Re-read the filed set as a whole, several passes, **before writing any code**: split issues
that are too big, merge near-duplicates that survived, fix the dependency order so `br ready`
surfaces the right first move. The backlog is done when a full pass changes nothing.

## Output Specification

- **Idea ledger (plan space):** the numbered ~30 → ~5 → ~15 funnel with think-notes and cut
  reasons. Kept in the working conversation/plan; not a committed file unless asked.
- **Tracked issues:** one self-documenting `br` issue per NEW winner, each with wired
  dependencies and at least one child test task. This is the durable artifact.
- **Filename / location:** issues live in the project's `br` tracker (`.beads/`); no source
  files are created or edited by this skill.

## Quality Rubric

- The generate phase produced ≥ 25 distinct candidates with a real long tail (verifiable by
  counting the ledger; not 30 rewordings of one idea).
- Every filed issue is self-documenting: a cold reader can act on its body without the
  original conversation (verifiable by reading the issue alone).
- Every winner has ≥ 1 dependent test task and the dependency graph is acyclic and orders
  the work (verifiable: `br ready` surfaces only unblocked roots).
- No filed issue duplicates an existing tracked one (verifiable: each survivor has a recorded
  NEW/MERGE/DROP overlap decision).

## Examples

**Improve a CLI's startup time (axis = performance).** Generate 30 (lazy-load plugins,
cache config parse, defer network checks, …).
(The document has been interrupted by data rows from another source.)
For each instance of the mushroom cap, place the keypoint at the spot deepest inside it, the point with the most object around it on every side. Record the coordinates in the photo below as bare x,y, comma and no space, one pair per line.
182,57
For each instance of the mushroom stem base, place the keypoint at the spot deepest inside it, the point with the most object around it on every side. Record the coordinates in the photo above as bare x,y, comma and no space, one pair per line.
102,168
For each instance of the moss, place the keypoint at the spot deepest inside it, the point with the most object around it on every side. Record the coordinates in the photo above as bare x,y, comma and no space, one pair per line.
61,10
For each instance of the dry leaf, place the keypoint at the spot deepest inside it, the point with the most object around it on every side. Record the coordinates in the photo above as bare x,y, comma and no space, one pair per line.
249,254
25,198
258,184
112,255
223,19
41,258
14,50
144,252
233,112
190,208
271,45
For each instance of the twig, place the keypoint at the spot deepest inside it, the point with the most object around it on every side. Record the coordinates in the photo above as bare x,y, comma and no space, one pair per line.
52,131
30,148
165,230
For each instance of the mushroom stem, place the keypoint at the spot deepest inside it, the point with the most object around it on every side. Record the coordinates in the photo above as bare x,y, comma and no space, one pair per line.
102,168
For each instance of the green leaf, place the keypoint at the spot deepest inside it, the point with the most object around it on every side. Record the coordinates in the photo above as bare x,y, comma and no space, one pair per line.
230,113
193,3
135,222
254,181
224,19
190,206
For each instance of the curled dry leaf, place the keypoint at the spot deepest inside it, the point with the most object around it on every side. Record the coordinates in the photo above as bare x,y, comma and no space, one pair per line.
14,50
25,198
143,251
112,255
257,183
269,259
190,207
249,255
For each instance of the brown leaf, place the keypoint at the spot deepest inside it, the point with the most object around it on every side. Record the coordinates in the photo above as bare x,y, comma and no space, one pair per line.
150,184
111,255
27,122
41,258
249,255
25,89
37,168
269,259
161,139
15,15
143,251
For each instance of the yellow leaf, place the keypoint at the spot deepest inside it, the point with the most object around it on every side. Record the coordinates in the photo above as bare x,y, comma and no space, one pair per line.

Think each. Winnow to 5 (lazy plugins, config
cache, defer net checks, prune deps, parallel init). Expand to ~15. Overlap-check finds an
open bead for "config parse is slow" → MERGE the config-cache survivor into it. File the
other 4 as self-documenting issues, each with a "Test: measure cold-start before/after" task
depending on it. Refine: discover lazy-plugins must land before parallel-init → wire the dep.
Result: a 4-issue, dependency-ordered, testable backlog — zero code written yet.

## Troubleshooting

| Symptom | Cause | Fix |
|---|---|---|
| Only got ~8 ideas, all similar | Judged while generating | Restart Phase 2; forbid evaluation until 30 exist; vary axes. |
| Backlog has duplicate of an open bead | Skipped Phase 6 | Run `br list`/`br ready`; convert the dup to MERGE; add context to the existing issue. |
| Next agent can't act on a filed issue | Body not self-documenting | Rewrite body: problem + rationale + acceptance check (Phase 7 template). |
| `br ready` shows a blocked issue as ready | Dependency not wired | `br dep add <dependent> <prerequisite>`; re-run Phase 8. |
| Tempted to start coding mid-funnel | Plan-space discipline slipped | Stop; complete the funnel; implementation is out of scope for this skill. |

## See Also

- [references/methodology.md](references/methodology.md) — full per-phase mechanics, cut
  criteria, and the plan-space refinement loop.
- [references/prompts.md](references/prompts.md) — THE EXACT PROMPT copy-paste blocks with
  iteration round-counts, plus the self-documenting issue-body template.